October 20, 2017; The Intercept and WBUR

Like many others, NPQ has written about the need to be on the lookout for what Naomi Klein calls “shock doctrine,” or disaster capitalism, in Puerto Rico in the wake of Hurricanes Irma and Maria. In a recent article by Elizabeth Yeampierre, who I interviewed for a recent NPQ article, and Klein, they write, “Puerto Ricans are hard to shock, but the island may be on the verge of shocking the world by seizing a crisis of unimaginable hardship to forge an inspiring new model of economic development.”

Puerto Ricans on the island have been partnering with Puerto Ricans stateside “under the banner of a ‘just recovery.’”

The work is rooted in the belief that the underlying reason behind all of Puerto Rico’s intersecting crises is the fact that the island’s people and land have been treated like a bottomless raw resource for the mainland to mine for over a century, never mind the devastating economic consequences. Interestingly, the global climate crisis—which is now hitting Puerto Rico with disproportionate fury—comes from a strikingly similar logic: For centuries, industrial societies have been extracting and burning fossil fuels as if there would never be any ecological consequence for our actions. We were badly mistaken.

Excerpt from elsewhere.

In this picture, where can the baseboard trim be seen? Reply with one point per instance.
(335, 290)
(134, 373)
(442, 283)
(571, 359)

The US House-approved relief package comprises $5 billion in loans for rebuilding; Moody’s Analytics places the rebuilding cost at $95 billion, and the island has a $74 billion debt. While Office of Management and Budget Director Mick Mulvaney said, “We are not going to deal with the fundamental difficulties Puerto Rico had before the storm,” and Trump says the crisis is of the island’s own making, the just recovery movement is moving ahead with what the authors call “a bold and holistic plan for the island to be rebuilt as a beacon for a safe, resilient, and thriving society in the era of accelerating climate chaos, spiraling economic inequality, and rising white nationalism.”

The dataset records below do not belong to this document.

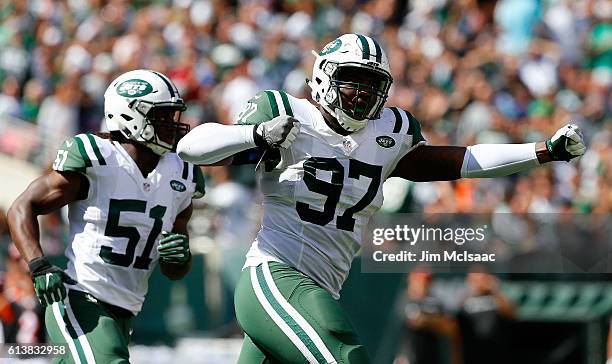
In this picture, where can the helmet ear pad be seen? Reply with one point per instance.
(148, 132)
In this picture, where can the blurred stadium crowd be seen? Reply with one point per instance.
(472, 71)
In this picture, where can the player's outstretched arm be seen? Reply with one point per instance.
(211, 142)
(46, 194)
(173, 248)
(444, 163)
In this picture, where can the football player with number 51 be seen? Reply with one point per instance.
(129, 199)
(325, 167)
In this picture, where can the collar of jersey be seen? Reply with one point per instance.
(126, 162)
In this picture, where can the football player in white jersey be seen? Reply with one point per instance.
(129, 197)
(324, 169)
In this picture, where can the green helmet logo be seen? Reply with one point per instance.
(331, 47)
(385, 141)
(134, 88)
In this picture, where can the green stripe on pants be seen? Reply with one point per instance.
(107, 335)
(267, 343)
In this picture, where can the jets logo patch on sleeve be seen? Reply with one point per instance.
(385, 141)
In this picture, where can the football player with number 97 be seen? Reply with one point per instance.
(129, 199)
(324, 167)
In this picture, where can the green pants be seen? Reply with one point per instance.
(288, 318)
(94, 332)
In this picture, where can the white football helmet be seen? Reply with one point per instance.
(145, 106)
(344, 55)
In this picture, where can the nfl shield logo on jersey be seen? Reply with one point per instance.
(347, 146)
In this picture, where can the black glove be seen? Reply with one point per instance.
(48, 281)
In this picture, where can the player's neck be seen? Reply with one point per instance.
(332, 123)
(145, 159)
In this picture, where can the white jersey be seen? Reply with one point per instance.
(320, 197)
(114, 230)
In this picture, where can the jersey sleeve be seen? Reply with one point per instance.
(72, 157)
(198, 180)
(265, 106)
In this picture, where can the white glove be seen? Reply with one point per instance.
(279, 132)
(567, 143)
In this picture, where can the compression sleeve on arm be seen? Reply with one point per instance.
(212, 142)
(497, 160)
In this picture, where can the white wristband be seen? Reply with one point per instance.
(496, 160)
(212, 142)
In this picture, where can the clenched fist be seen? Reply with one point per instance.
(279, 132)
(567, 143)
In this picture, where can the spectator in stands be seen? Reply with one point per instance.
(483, 319)
(427, 324)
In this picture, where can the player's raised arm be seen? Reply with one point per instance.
(258, 126)
(173, 248)
(44, 195)
(443, 163)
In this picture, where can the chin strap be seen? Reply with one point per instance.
(349, 124)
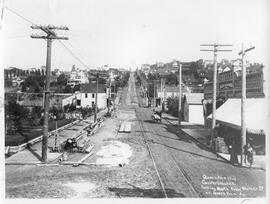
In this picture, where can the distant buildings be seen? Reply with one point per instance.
(77, 76)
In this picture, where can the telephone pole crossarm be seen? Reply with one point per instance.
(215, 50)
(49, 30)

The justice-based recovery it articulates seeks to replace extractive strategies with “relationships based on principles of reciprocity and regeneration.” In a previous NPQ article, I wrote, “Symbolically, the power struggle surrounding the power industry in Puerto Rico highlights the asymmetrical power relationship between the island and the US.” Yeampierre and Klein note that Puerto Ricans are leveraging the collapse of the island’s power industry to redefine its political power vis-à-vis the US. They write that the effort’s vision is “an island where the people of Puerto Rico transition rapidly to renewable power—and claim their full political power at the same time.”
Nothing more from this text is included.